Un troisième et dernier type de difficulté a été relevé suite aux entretiens. Il concerne de manière plus large l’attitude du chercheur. En amont, je m’étais préparée à devoir éventuellement recadrer les entretiens si les propos des enquêtés venaient à dépasser le cadre de la recherche. J’avais également pensé que l’évocation de certains souvenirs douloureux pourraient avoir de fortes résonances émotionnelles lors de la narration que ferait la personne pouvant elle-même provoquer un trouble, un désordre affectif pour celle-ci. Pour autant, j’ai pu constater que le simple fait d’avoir conscientisé ces éventuelles situations n’était pas suffisant. En effet, ces situations avaient été, dans mon cas, plus ou moins anticipées mais je peux dire avec le recul qui s’impose maintenant que je ne m’étais pas livrée à un exercice de projection tel qu’il me permette de réfléchir de manière aboutie et pertinente à l’éventuelle attitude à adopter si une situation délicate ou de débordement quelconque venait à se présenter.

Lors de deux entretiens, les personnes se sont considérablement éloignées du sujet de la recherche voyant dans l’entretien une opportunité de témoigner, de faire acte de leur histoire certes époustouflante de bravoure et de courage mais ne correspondant plus aux attentes de ce travail de mémoire. Dans cette même dynamique, elles ont inscrit leurs propos dans un discours d’appartenance très fort (« nous les Albanais ») et se sont laissées envahir, par moment, par des considérations dénonçant tantôt l’image négative de la population albanaise qui peut être véhiculée dans les médias, et/ou se perdant tantôt dans un récit animé quant à l’état de leur engagement (visiblement toujours aussi prégnant) pour le Kosovo. J’ai tenté, à la hauteur de mes compétences d’apprentie-chercheuse encore en cours d’acquisition, de ramener mes enquêtés à des débats plus proches de ceux que je souhaitais aborder dans le cadre de ma problématique de mémoire. Ainsi, une personne des deux personnes s’est relativement facilement prêtée au jeu même s’il a fallu à plusieurs reprises user de stratagèmes pour ne pas « glisser » à nouveau vers des problématiques éloignées de mon sujet d’étude. En revanche, avec la seconde personne, l’exercice a été bien plus compliqué, ce qui fait que je n’ai pu exploiter que peu des informations confiées dans ce travail final. Déçue et presque en proie à une certaine culpabilité de ne pas avoir pu mettre en lumière la plupart de ce qui avait été raconté, j’ai décidé d’ « offrir » à cette

personne un résumé détaillé de son parcours de vie sous forme de petit livre.
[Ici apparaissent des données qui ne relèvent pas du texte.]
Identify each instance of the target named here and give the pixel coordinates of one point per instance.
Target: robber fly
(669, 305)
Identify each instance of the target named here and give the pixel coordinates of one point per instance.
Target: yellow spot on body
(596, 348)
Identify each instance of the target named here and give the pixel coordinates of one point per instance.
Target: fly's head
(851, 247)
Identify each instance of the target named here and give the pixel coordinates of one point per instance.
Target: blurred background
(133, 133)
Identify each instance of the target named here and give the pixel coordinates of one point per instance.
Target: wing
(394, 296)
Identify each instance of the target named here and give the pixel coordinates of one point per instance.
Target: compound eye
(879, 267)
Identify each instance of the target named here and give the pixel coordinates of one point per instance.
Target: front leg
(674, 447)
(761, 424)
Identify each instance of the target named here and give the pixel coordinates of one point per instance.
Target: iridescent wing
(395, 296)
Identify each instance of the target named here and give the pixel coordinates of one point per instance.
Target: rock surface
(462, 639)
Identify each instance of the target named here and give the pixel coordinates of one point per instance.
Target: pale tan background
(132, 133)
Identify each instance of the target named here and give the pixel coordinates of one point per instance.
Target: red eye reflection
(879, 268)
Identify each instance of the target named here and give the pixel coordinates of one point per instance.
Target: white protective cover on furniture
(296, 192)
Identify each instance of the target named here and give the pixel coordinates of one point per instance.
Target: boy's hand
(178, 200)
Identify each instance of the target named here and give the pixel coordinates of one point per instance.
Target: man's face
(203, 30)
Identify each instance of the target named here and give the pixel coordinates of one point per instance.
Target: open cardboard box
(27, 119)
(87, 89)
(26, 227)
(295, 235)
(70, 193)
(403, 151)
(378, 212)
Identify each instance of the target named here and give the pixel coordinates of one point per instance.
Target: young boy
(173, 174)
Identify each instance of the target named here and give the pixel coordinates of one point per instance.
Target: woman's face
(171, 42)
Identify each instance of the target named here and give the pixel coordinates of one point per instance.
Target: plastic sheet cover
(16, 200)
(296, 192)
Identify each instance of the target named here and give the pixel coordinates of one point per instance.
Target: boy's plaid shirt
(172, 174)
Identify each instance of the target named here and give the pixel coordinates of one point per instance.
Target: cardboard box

Celle-ci a été très touchée par cette démarche et, d’après le retour que j’en ai eu, s’est manifestement sentie comprise.

Puis, une autre personne encore s’est vue, à certains moments aussi, submergée par l’émotion de ce qu’elle confiait, ce qui a provoqué plusieurs coupures dans son récit, lui-même caractérisé par de longues pauses et quelques sanglots dans la voix. C’est précisément dans ce genre de moments que j’ai mesuré l’importance de se préparer à un entretien et ce, au-delà de simples anticipations « logistiques » comme peut l’être la mise au point d’une grille d’entretien. Il semble dès lors fondamental de travailler à s’anticiper affectivement et émotionnellement dans une séance d’entretien. Par chance, si je peux m’exprimer ainsi, j’ai déjà eu l’occasion de vivre ce genre de situation chargée affectivement avec quelques membres de ma famille qui, comme je le disais précédemment, ont connu les mêmes conditions de migration. Ainsi, c’est en mobilisant ma propre expérience familiale comme ressource à ce moment-là et en tissant quelques liens entre ces deux situations que j’ai pu me montrer suffisamment « enveloppante » auprès de cette personne de sorte à ce qu’elle continue à me raconter son parcours. Comme énoncé plus haut dans ce cadre méthodologique, le fait d’avoir avec mes enquêtés des caractéristiques communes a représenté une aide précieuse pour ce travail.